Implementation Steps
1. Configuration and Dependency Updates
The initial phase of implementing OpenAI Deep Research API support involves crucial configuration and dependency updates. This stage lays the groundwork for a seamless integration process, ensuring that all necessary components are in place and compatible. The updates include refining the project's dependencies, incorporating new models and their pricing, and enhancing documentation to reflect the added capabilities. These foundational steps are critical for the subsequent stages of implementation, setting the stage for the successful integration of OpenAI's Deep Research models into the yellhorn-mcp
ecosystem. A well-prepared foundation is essential for the stability and performance of the integrated system. The meticulous attention to detail in this phase will minimize potential issues down the line, ensuring a smooth transition to the new API and model functionalities.
-
[ ] Update
pyproject.toml
:- Upgrade the
openai
dependency to the latest version to ensure support for the Responses API and its features. Based on recent documentation, a version greater than1.23.6
is required.# pyproject.toml [project] #... dependencies = [ "mcp[cli]~=1.10.1", "google-genai~=1.24.0", "aiohttp~=3.12.13", "pydantic~=2.11.7", "openai~=1.93.0", # Update to a version that fully supports the Responses API "jedi~=0.19.2", ] #...
To ensure seamless integration with the OpenAI Responses API and its advanced features, updating the
pyproject.toml
file is a critical first step. Specifically, theopenai
dependency must be upgraded to the latest version, as versions greater than1.23.6
are required to fully support the Responses API. This update ensures that the project can leverage the new API's capabilities, including the more complex, agentic tasks that the Deep Research models are designed to handle. Thepyproject.toml
file serves as the project's configuration hub, defining its dependencies and other settings. By updating theopenai
dependency within this file, we ensure that the project has access to the most recent functionalities and improvements offered by the OpenAI library.

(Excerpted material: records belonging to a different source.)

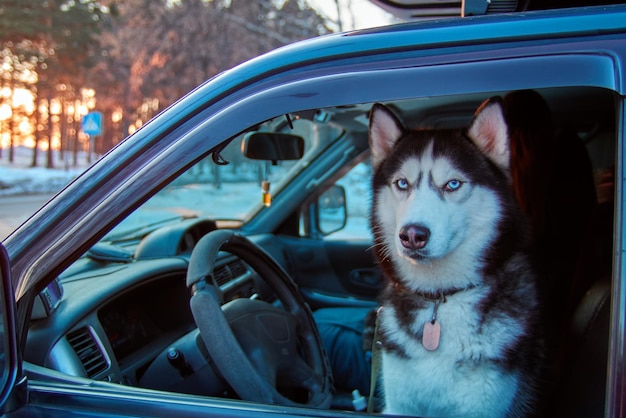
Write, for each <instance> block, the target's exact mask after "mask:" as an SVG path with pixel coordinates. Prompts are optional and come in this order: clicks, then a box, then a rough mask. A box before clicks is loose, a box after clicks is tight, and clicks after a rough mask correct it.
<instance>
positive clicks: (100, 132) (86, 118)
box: [82, 112, 102, 136]
mask: <svg viewBox="0 0 626 418" xmlns="http://www.w3.org/2000/svg"><path fill="white" fill-rule="evenodd" d="M82 129H83V132H84V133H86V134H87V135H91V136H96V135H101V134H102V113H100V112H89V113H87V114H86V115H85V116H83V123H82Z"/></svg>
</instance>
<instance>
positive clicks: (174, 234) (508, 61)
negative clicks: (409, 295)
mask: <svg viewBox="0 0 626 418" xmlns="http://www.w3.org/2000/svg"><path fill="white" fill-rule="evenodd" d="M527 90H532V91H534V92H536V93H538V94H539V95H540V96H541V97H542V98H543V99H545V101H546V103H547V105H548V106H549V109H550V111H551V114H552V119H553V124H554V129H555V131H556V132H558V133H559V134H560V138H561V139H562V140H561V141H560V142H559V145H558V152H557V153H556V154H555V157H554V158H553V159H552V160H550V162H551V164H552V165H553V166H554V167H559V170H560V171H559V173H560V174H561V176H560V177H559V178H558V182H555V183H551V184H550V187H549V189H548V193H550V194H551V195H554V196H557V195H558V196H559V202H558V203H559V205H558V207H559V209H558V210H557V208H556V207H548V208H545V209H544V212H545V213H544V214H545V219H546V221H545V223H546V225H547V227H554V229H555V230H558V234H557V236H558V239H556V240H554V241H552V242H551V243H550V245H548V246H546V247H545V248H543V249H542V254H541V255H542V257H540V258H541V259H542V260H548V262H549V264H550V267H547V268H548V269H552V270H550V271H552V272H555V274H554V275H553V277H555V279H554V281H552V282H550V283H547V284H546V288H548V291H547V292H546V297H545V300H543V303H544V306H545V307H546V312H548V316H549V317H550V318H551V319H554V321H553V322H554V324H556V326H555V327H554V328H553V329H552V328H551V329H550V331H551V333H550V335H549V337H550V339H551V341H552V343H553V344H554V349H553V350H552V351H551V352H550V354H549V355H548V356H547V357H548V364H549V368H550V371H551V373H550V374H549V375H550V379H546V381H545V382H542V385H543V384H544V383H545V385H543V386H542V387H540V388H539V391H540V392H541V393H542V394H543V395H544V396H542V400H543V401H544V402H542V404H545V406H544V407H543V408H545V409H544V410H545V411H546V412H545V413H544V415H545V416H581V417H600V416H608V417H621V416H626V391H625V390H624V385H625V384H626V383H625V381H624V379H625V378H626V364H625V362H624V357H625V356H626V341H625V332H624V331H625V326H626V325H625V324H626V283H625V282H624V280H625V279H624V278H625V277H626V276H625V273H624V265H625V261H626V259H625V258H624V257H626V256H625V251H624V241H623V238H624V236H625V235H624V222H625V221H626V218H625V217H623V216H622V214H625V216H626V213H625V209H624V206H622V203H624V197H623V196H622V195H623V191H624V184H622V183H621V181H622V180H623V179H624V167H625V165H624V164H625V163H624V154H625V153H624V146H625V144H626V110H625V109H626V6H625V5H609V6H595V7H585V8H569V9H561V10H543V11H532V12H524V13H507V14H494V15H486V16H471V17H465V18H460V17H459V18H449V19H437V20H429V21H422V22H413V23H404V24H397V25H392V26H388V27H381V28H375V29H365V30H360V31H354V32H347V33H340V34H332V35H327V36H322V37H319V38H316V39H310V40H307V41H303V42H299V43H295V44H292V45H288V46H285V47H283V48H280V49H277V50H275V51H273V52H270V53H268V54H265V55H263V56H260V57H258V58H256V59H253V60H251V61H249V62H246V63H243V64H241V65H239V66H237V67H235V68H233V69H231V70H229V71H226V72H224V73H222V74H219V75H218V76H216V77H214V78H212V79H211V80H208V81H207V82H206V83H204V84H202V85H200V86H199V87H198V88H197V89H195V90H194V91H192V92H190V93H189V94H187V95H186V96H184V97H183V98H181V99H180V100H179V101H178V102H176V103H175V104H173V105H172V106H170V107H169V108H168V109H166V110H164V111H163V112H162V113H160V114H159V115H157V116H156V117H155V118H153V119H152V120H151V121H150V122H148V123H147V124H145V125H144V126H143V127H142V128H141V129H139V130H138V131H136V132H135V133H133V134H132V135H131V136H129V137H128V138H126V139H125V140H124V141H123V142H121V143H120V144H119V145H117V146H116V147H115V148H114V149H113V150H111V151H110V152H109V153H107V154H106V155H105V156H103V157H102V158H101V159H100V160H99V161H97V162H96V163H94V164H93V165H92V166H91V167H90V168H89V169H87V170H86V171H85V172H84V173H83V174H82V175H80V176H79V177H78V178H77V179H76V180H74V181H73V182H72V183H70V184H69V185H68V186H67V187H65V188H64V189H63V190H62V191H61V192H59V193H58V194H57V195H56V196H54V197H53V198H52V199H51V200H50V201H49V202H47V203H46V204H45V205H44V206H43V207H42V208H40V209H39V210H38V211H37V212H36V213H34V214H33V215H32V216H31V217H30V218H29V219H28V220H27V221H26V222H25V223H24V224H22V225H21V226H20V227H18V228H17V229H16V230H15V231H14V232H13V233H12V234H10V235H9V236H8V237H7V238H6V239H5V240H4V242H3V243H2V244H1V245H0V267H1V269H0V275H1V278H2V291H1V292H0V293H1V295H2V302H3V303H2V309H1V311H0V315H1V320H0V331H1V333H2V341H1V342H0V367H1V369H0V370H1V373H0V379H1V382H0V383H1V385H0V387H1V388H2V389H1V391H0V393H1V394H0V404H1V405H2V409H1V412H2V413H3V414H4V415H6V416H8V417H26V416H28V417H30V416H45V417H57V416H58V417H61V416H62V417H66V416H90V417H97V416H142V417H144V416H146V417H147V416H177V417H183V416H185V417H187V416H189V417H191V416H202V417H208V416H232V417H236V416H241V417H244V416H245V417H267V416H275V415H280V416H285V417H292V416H293V417H302V416H311V417H337V416H354V415H360V414H363V415H366V414H368V413H372V412H373V413H379V412H380V411H381V410H380V408H379V406H377V405H373V406H371V405H370V409H369V412H368V411H367V410H366V404H367V403H368V401H372V402H370V404H375V403H376V402H374V401H375V400H376V399H375V398H376V396H377V395H376V391H372V387H373V386H375V385H374V384H373V383H372V380H371V369H372V362H371V361H372V353H371V347H372V345H371V341H369V339H368V338H370V336H371V332H370V331H371V329H370V328H369V327H370V325H371V323H370V321H369V320H368V318H369V317H370V316H371V313H372V312H375V310H376V308H377V306H378V304H379V299H378V296H379V293H380V291H381V289H382V287H383V285H384V280H383V277H382V273H381V271H380V268H379V266H378V264H377V262H376V258H375V254H374V248H372V245H373V238H372V232H371V228H370V219H369V216H370V205H371V176H372V166H371V163H370V149H369V143H368V116H369V112H370V110H371V108H372V106H373V104H374V103H383V104H385V105H386V106H387V108H389V109H392V111H393V112H394V113H396V114H397V115H398V117H399V118H400V119H402V120H403V121H405V122H406V123H407V124H408V125H410V126H411V127H428V128H434V129H447V128H460V127H465V126H467V124H468V123H469V121H470V120H471V119H472V117H473V114H474V112H475V110H476V109H477V107H478V106H479V105H480V104H481V103H482V102H483V101H485V100H486V99H488V98H491V97H494V96H501V97H506V96H507V95H509V94H510V93H512V92H517V91H527ZM529 110H530V109H529ZM577 146H578V147H577ZM581 152H582V153H581ZM581 157H582V158H581ZM515 158H519V159H520V162H522V158H523V157H522V156H520V155H517V156H516V155H514V156H513V157H512V159H515ZM531 203H532V202H531ZM535 203H536V202H535ZM420 384H423V385H428V381H424V382H421V383H420ZM370 392H371V396H370ZM442 396H444V397H445V394H443V395H442ZM543 398H545V399H543Z"/></svg>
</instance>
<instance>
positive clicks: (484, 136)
mask: <svg viewBox="0 0 626 418" xmlns="http://www.w3.org/2000/svg"><path fill="white" fill-rule="evenodd" d="M467 136H468V137H469V138H470V139H471V140H472V142H474V144H476V146H478V148H480V150H481V151H482V152H483V153H484V154H485V155H486V156H487V158H489V159H490V160H491V161H493V162H494V163H495V164H496V165H497V166H498V167H499V168H500V169H501V170H502V171H504V172H505V173H506V174H507V175H508V174H509V167H510V162H511V161H510V160H511V150H510V148H509V134H508V127H507V124H506V120H505V119H504V110H503V105H502V99H501V98H500V97H492V98H491V99H488V100H486V101H484V102H483V103H482V104H481V105H480V106H479V107H478V110H476V113H475V115H474V120H473V121H472V123H471V124H470V126H469V127H468V129H467Z"/></svg>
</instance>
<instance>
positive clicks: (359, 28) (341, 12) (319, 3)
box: [309, 0, 393, 30]
mask: <svg viewBox="0 0 626 418" xmlns="http://www.w3.org/2000/svg"><path fill="white" fill-rule="evenodd" d="M309 3H310V4H311V5H313V6H316V7H318V8H319V10H321V11H322V12H323V13H324V14H325V15H326V16H327V17H328V18H330V19H331V20H333V21H337V4H336V2H335V0H309ZM339 3H340V5H341V6H342V9H341V14H342V16H341V17H342V21H343V22H344V27H343V28H342V29H343V30H353V29H364V28H370V27H376V26H384V25H388V24H390V23H392V22H393V17H392V16H391V15H390V14H389V13H387V12H385V11H384V10H383V9H381V8H380V7H378V6H376V5H374V4H372V3H371V2H370V1H369V0H339Z"/></svg>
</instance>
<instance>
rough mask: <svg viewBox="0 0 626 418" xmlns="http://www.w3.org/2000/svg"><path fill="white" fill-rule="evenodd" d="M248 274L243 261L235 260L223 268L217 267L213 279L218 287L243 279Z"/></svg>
mask: <svg viewBox="0 0 626 418" xmlns="http://www.w3.org/2000/svg"><path fill="white" fill-rule="evenodd" d="M247 272H248V269H247V267H246V265H245V264H244V262H243V261H241V260H235V261H231V262H230V263H227V264H224V265H223V266H220V267H217V268H216V269H215V270H214V271H213V277H214V278H215V281H216V282H217V285H218V286H223V285H225V284H226V283H228V282H230V281H231V280H232V279H235V278H237V277H241V276H243V275H244V274H246V273H247Z"/></svg>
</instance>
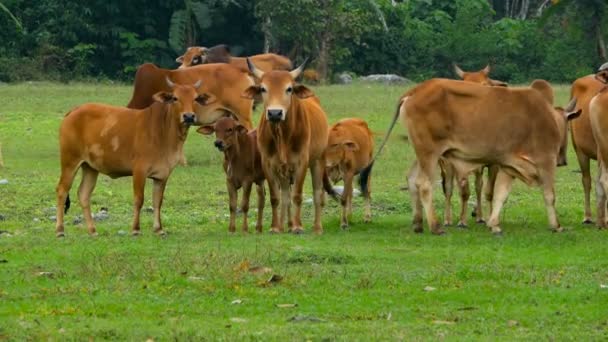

This proactive approach to dependency management is vital for maintaining the project's compatibility and performance, setting the stage for the successful implementation of the Deep Research models. - Upgrade the
-
[ ] Update
yellhorn_mcp/server.py
with new models and pricing:- Add
o3-deep-research
ando4-mini-deep-research
to theMODEL_PRICING
dictionary. Pricing foro3-deep-research
is reported as $10/1M input and $40/1M output tokens. Pricing for the mini version aligns witho4-mini
.# yellhorn_mcp/server.py MODEL_PRICING = { # ... existing Gemini models "gemini-2.5-flash-preview-05-20": { ... }, # ... existing OpenAI models "gpt-4o": { ... }, "gpt-4o-mini": { ... }, "o4-mini": { ... }, "o3": { ... }, # Add new Deep Research Models "o3-deep-research": { "input": {"default": 10.00}, "output": {"default": 40.00}, }, "o4-mini-deep-research": { "input": {"default": 1.10}, # Same as o4-mini "output": {"default": 4.40}, # Same as o4-mini }, }
To accurately reflect the integration of OpenAI's Deep Research models, the
yellhorn_mcp/server.py
file must be updated to include these new models and their corresponding pricing information. Specifically, theo3-deep-research
ando4-mini-deep-research
models need to be added to theMODEL_PRICING
dictionary. This dictionary serves as a central repository for model pricing data, which is crucial for cost estimation and resource management within theyellhorn-mcp
system. The pricing foro3-deep-research
is reported as $10 per 1 million input tokens and $40 per 1 million output tokens, while the pricing for theo4-mini-deep-research
model aligns with that of theo4-mini
model. By meticulously adding these models and their pricing details, we ensure that the system is aware of these new capabilities and can accurately track their usage and associated costs. This update is essential for maintaining transparency and control over resource allocation, allowing users to effectively leverage the Deep Research models while remaining mindful of budgetary considerations. - Add
-
[ ] Update
yellhorn_mcp/cli.py
:- Add the new Deep Research models to the
--model
argument's help text to make them discoverable.# yellhorn_mcp/cli.py parser.add_argument( "--model", dest="model", default=os.getenv("YELLHORN_MCP_MODEL", "gemini-2.5-pro-preview-05-06"), help="Model to use (e.g., gemini-2.5-pro-preview-05-06, gpt-4o, o3, " "o3-deep-research, o4-mini-deep-research). Default: ...", )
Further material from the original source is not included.